Light is finally being shed upon the bounty system that exists in the NFL.  Many of you are repulsed and absolutely stunned that a system like this exists; however, it really is just a blown-up version of what goes on at all levels of football.

Lets face it, football is a brutal sport.  It is a constant, violent struggle between the offense and the defense.  The objective of the offense is to march down the field and put the ball into the end zone for a touchdown.  The defense's job: Stop the offense by any means necessary.

A good way to slow down an offense is to intimidate it.  To intimidate the offense, the defense lays on big—and hopefully—clean hits.  What is more intimidating than knowing there are 11 men on the gridiron ready to annihilate you at any moment?  Nothing.  This is why quarterbacks and wide receivers get so rattled and underperform after they get hit constantly over the course of a game.

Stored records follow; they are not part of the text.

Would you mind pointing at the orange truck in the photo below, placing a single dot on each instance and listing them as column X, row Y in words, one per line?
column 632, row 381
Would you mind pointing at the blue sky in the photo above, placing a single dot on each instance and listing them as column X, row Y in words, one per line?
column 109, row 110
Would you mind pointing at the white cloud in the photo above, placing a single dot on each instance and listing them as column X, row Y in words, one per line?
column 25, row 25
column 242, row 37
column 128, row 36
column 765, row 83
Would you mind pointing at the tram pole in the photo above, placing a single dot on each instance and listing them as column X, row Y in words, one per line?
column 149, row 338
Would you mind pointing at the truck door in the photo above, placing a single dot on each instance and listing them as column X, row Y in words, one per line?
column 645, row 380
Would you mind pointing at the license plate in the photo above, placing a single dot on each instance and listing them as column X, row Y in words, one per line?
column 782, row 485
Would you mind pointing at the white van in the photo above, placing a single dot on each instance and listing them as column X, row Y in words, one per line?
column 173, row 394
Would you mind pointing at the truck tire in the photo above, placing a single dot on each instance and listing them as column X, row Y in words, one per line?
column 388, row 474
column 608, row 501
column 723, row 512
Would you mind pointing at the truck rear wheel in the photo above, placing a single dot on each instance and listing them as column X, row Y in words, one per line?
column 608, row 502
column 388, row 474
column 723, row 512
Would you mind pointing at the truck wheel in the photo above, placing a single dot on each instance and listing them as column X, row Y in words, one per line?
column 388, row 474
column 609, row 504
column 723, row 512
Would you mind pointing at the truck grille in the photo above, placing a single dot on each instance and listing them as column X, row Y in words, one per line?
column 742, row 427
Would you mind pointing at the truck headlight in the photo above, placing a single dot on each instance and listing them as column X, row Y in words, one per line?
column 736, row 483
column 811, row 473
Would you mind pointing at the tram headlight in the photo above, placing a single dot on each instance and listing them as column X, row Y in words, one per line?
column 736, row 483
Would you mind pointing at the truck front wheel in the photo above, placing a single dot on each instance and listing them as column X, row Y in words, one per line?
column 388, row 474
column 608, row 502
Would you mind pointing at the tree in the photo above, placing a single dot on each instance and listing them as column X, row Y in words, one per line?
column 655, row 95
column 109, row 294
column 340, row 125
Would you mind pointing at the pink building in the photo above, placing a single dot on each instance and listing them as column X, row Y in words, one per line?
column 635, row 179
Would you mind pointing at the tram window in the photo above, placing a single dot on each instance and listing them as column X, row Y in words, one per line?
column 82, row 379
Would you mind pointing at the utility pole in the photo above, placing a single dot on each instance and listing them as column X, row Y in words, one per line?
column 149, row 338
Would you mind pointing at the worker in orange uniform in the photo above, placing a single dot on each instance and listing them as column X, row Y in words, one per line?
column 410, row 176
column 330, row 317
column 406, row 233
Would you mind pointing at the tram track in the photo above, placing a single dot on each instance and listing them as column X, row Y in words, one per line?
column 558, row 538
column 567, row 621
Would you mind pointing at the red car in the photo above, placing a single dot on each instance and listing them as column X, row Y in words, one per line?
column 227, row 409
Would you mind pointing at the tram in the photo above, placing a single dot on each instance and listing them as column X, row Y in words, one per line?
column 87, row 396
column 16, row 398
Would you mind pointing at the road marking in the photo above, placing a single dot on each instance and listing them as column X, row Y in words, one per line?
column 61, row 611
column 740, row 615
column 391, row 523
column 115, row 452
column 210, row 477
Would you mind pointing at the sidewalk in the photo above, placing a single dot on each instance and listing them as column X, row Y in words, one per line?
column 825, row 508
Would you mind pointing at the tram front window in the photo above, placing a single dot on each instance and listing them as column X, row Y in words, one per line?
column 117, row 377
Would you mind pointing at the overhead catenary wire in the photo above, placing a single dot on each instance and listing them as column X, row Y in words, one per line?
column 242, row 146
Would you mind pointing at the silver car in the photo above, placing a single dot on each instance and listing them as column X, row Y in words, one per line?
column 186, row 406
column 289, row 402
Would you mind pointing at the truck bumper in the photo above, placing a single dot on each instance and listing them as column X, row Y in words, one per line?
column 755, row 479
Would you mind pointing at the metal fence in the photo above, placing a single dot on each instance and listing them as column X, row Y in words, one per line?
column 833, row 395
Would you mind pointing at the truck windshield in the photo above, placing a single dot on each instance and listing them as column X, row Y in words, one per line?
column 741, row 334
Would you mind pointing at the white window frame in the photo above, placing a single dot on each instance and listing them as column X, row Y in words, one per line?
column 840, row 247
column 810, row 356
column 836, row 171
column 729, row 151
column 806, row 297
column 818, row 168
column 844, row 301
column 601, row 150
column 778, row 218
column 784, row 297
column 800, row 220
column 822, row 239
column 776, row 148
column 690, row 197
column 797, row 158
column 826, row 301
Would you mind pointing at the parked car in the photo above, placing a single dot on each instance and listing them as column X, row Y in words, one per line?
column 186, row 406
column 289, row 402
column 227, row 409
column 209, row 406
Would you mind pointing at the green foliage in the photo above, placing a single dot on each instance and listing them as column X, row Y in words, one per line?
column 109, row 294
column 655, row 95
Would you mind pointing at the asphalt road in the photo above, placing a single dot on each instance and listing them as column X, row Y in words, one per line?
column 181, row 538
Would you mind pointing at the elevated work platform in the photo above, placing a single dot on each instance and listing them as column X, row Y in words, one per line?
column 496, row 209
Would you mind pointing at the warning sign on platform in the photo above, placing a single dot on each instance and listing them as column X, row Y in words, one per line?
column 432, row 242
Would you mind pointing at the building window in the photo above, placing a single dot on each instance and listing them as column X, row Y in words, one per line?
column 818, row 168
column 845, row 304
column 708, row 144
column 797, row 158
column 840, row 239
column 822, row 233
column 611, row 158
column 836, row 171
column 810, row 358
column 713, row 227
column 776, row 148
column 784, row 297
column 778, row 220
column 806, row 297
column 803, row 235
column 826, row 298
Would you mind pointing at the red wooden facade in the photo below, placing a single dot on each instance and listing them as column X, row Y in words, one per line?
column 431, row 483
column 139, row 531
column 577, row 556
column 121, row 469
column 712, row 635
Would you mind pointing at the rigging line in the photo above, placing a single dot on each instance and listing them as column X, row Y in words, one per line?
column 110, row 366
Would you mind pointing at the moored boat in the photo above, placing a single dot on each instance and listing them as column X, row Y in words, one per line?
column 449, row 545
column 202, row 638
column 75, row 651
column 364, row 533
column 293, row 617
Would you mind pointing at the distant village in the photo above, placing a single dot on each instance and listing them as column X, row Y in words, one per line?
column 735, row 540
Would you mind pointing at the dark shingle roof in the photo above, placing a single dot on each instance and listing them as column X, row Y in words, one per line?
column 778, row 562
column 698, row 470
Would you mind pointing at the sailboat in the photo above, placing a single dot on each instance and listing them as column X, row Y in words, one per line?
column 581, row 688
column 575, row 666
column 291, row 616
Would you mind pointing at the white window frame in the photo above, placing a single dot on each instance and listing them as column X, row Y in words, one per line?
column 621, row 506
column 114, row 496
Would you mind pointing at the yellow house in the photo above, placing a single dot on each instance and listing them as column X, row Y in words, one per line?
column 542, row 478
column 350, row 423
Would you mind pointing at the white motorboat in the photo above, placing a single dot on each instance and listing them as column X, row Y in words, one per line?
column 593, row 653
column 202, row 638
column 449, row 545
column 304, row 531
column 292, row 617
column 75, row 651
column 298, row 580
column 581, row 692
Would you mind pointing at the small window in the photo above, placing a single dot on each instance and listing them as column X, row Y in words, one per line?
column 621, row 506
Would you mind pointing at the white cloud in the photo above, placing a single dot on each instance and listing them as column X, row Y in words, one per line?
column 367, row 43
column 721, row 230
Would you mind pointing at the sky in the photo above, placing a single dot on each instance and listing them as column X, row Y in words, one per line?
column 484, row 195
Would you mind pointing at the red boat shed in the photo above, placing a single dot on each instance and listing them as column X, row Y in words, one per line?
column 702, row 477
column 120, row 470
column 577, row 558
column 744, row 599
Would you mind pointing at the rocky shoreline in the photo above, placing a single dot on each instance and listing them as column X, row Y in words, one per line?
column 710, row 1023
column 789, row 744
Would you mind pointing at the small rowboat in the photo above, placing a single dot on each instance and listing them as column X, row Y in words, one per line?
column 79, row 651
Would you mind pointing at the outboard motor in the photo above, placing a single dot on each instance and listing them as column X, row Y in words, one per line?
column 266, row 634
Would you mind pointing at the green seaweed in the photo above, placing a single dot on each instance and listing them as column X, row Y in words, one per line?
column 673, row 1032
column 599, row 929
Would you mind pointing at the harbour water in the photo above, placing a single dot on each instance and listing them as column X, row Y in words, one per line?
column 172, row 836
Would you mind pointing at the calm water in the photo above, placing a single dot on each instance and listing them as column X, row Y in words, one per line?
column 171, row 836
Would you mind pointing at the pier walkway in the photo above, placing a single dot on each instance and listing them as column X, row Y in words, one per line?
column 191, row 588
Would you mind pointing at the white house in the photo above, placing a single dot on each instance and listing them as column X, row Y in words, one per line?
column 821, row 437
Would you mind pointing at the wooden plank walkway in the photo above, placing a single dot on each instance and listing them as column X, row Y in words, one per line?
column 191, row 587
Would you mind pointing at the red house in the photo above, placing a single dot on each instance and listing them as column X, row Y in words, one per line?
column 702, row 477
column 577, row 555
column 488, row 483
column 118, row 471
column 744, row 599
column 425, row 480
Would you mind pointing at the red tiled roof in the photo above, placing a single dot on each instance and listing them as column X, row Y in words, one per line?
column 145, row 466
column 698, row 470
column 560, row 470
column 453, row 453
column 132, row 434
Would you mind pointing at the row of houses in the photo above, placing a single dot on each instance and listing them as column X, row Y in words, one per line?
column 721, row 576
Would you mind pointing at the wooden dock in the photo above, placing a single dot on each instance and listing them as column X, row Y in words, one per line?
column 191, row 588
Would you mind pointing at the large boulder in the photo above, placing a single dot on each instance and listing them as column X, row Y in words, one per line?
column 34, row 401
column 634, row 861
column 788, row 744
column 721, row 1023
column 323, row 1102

There is nothing wrong with attempting to lay a big hit on an offensive player.  It's simply a part of the game.  Think about it: How does the crowd usually react when Ray Lewis lays a monstrous hit on an opponent?  They cheer for him.  His teammates shout in approval.  This is true at all levels of football.  People cheer for big hits.

This leads to modifications in defensive player's behavior.  For those of you who do not know what operant conditioning is, it "is a method of learning that occurs through rewards and punishments for behavior."  Defensive players are conditioned to want to hit people hard because it leads to a reward everyone likes: praise.

Since most defenders across all levels of football like to be praised for their efforts, they deliver big hits on the offensive players—not simply hits that are hard enough to bring the offensive players down, because those hits do not emit the same amount of praise.  Injuries are usually the by-products of big hits.  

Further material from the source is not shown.